Blein indicò con l’indice una delle due fotografie.

«Con Walzer, quel bizzarro gatto a tre zampe.»

Senza troppe speranze, Russell gli rivolse la domanda successiva.

«Questo Ben Shepard è ancora vivo?»

La risposta dello sceriffo gli arrivò inattesa e appena velata da una lontana nota d’invidia.

«Più che mai. Quel vecchio animale ha quasi ottantacinque anni ma è dritto come un fuso e scoppia di salute. E sono certo che ancora scopa come un riccio.»

Russell attese che il coro di angeli che sentiva in testa arrivasse alla fine della sua resa di gloria.

«Dove posso trovarlo?»

«Ha una casa a Slate Mills, poco lontano dal suo vecchio magazzino. Le scrivo l’indirizzo.»

Blein prese carta e penna e scarabocchiò qualche parola su un foglio. Lo appoggiò sopra le foto. Russell prese quel gesto come un buon augurio.

Quelle immagini erano state l’inizio di tutto.
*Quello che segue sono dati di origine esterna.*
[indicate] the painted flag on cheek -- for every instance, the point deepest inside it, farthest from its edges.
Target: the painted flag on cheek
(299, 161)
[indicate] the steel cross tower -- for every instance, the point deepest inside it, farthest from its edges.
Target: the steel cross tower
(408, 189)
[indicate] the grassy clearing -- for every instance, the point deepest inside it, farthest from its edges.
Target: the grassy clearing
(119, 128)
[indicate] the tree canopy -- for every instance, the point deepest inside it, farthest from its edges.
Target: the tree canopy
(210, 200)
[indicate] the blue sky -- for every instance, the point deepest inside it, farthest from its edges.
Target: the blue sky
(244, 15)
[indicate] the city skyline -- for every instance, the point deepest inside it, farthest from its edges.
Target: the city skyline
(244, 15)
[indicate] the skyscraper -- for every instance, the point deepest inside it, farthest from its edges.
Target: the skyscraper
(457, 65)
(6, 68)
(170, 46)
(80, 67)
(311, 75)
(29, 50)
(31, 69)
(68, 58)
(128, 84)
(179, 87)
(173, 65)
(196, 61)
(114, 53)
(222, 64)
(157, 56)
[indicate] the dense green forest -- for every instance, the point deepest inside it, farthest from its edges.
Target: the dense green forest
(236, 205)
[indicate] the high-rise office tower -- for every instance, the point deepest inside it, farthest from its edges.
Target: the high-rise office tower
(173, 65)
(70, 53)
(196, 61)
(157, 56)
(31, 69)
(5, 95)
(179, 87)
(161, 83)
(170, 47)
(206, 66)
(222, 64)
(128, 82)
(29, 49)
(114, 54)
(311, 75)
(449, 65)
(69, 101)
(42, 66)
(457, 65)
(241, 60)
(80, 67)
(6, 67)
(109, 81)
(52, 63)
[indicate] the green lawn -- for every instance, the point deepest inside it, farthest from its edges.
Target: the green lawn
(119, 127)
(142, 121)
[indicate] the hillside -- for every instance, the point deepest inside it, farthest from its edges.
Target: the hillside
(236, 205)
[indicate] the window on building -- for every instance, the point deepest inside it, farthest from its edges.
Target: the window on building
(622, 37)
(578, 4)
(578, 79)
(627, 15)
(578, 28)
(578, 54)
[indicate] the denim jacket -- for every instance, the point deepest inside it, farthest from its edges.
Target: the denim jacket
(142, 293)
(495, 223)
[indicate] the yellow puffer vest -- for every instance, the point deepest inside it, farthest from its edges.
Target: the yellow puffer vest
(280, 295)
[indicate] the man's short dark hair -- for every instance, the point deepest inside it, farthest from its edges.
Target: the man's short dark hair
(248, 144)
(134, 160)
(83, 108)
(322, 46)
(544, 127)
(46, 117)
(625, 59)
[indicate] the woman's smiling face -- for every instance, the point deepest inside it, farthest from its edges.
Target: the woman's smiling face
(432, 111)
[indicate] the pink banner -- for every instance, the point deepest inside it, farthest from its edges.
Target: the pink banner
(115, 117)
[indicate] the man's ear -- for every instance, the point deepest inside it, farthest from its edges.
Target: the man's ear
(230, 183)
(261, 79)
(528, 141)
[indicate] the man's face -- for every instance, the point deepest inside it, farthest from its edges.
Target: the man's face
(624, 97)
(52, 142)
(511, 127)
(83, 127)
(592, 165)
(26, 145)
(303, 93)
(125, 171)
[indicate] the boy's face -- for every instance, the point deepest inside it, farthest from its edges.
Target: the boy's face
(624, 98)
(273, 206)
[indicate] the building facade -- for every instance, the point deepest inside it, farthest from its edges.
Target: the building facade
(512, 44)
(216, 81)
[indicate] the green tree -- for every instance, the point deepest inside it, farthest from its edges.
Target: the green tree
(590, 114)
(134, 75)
Sperava che quello segnato sul foglio fosse l’indirizzo della fine.

Russell sentiva l’impazienza frullargli nello stomaco come un volo di farfalle.

«Posso andarmene?»

Blein fece con le mani un gesto che significava libertà.

«Certo. Il suo legale e la cauzione che ha pagato dicono di sì.»

«La ringrazio di cuore, sceriffo. Nonostante le circostanze è stato un piacere.»

Woodstone si alzò dalla sedia. Lui e l’uomo dietro la scrivania si strinsero la mano. Di sicuro la loro era una frequentazione abituale, visti i rispettivi lavori in una piccola città come Chillicothe. Intanto Russell era già arrivato alla porta e la stava aprendo.

Lo bloccò la voce dello sceriffo.

«Signor Wade?»

Si girò e si trovò con la mano sulla maniglia davanti agli occhi chiari dello sceriffo.

«Sì?»

«Visto che mi ha sottoposto a un interrogatorio, adesso posso fargliene una io di domanda?»

«Dica pure.»

«Perché si interessa a Matt Corey?»

Russell mentì senza pudore cercando con tutte le sue forze di non farlo trapelare.

«Fonti sicure mi dicono che questo ragazzo è stato protagonista di un atto di eroismo che non gli è stato riconosciuto. Sto facendo un servizio per rendere noto il suo sacrificio e quello di altri soldati ignorati come lui.»

Non si chiese se il suo tono patriottico avesse tratto in inganno il maturo rappresentante della legge. Nella sua testa era già seduto davanti a un vecchio costruttore di nome Ben Shepard. Ammesso che quel vecchio animale, come l’aveva definito Blein, accettasse di parlargli. Russell ricordava bene con quanta difficoltà fosse riuscito a farsi ricevere da quell’altro vecchio animale che era suo padre.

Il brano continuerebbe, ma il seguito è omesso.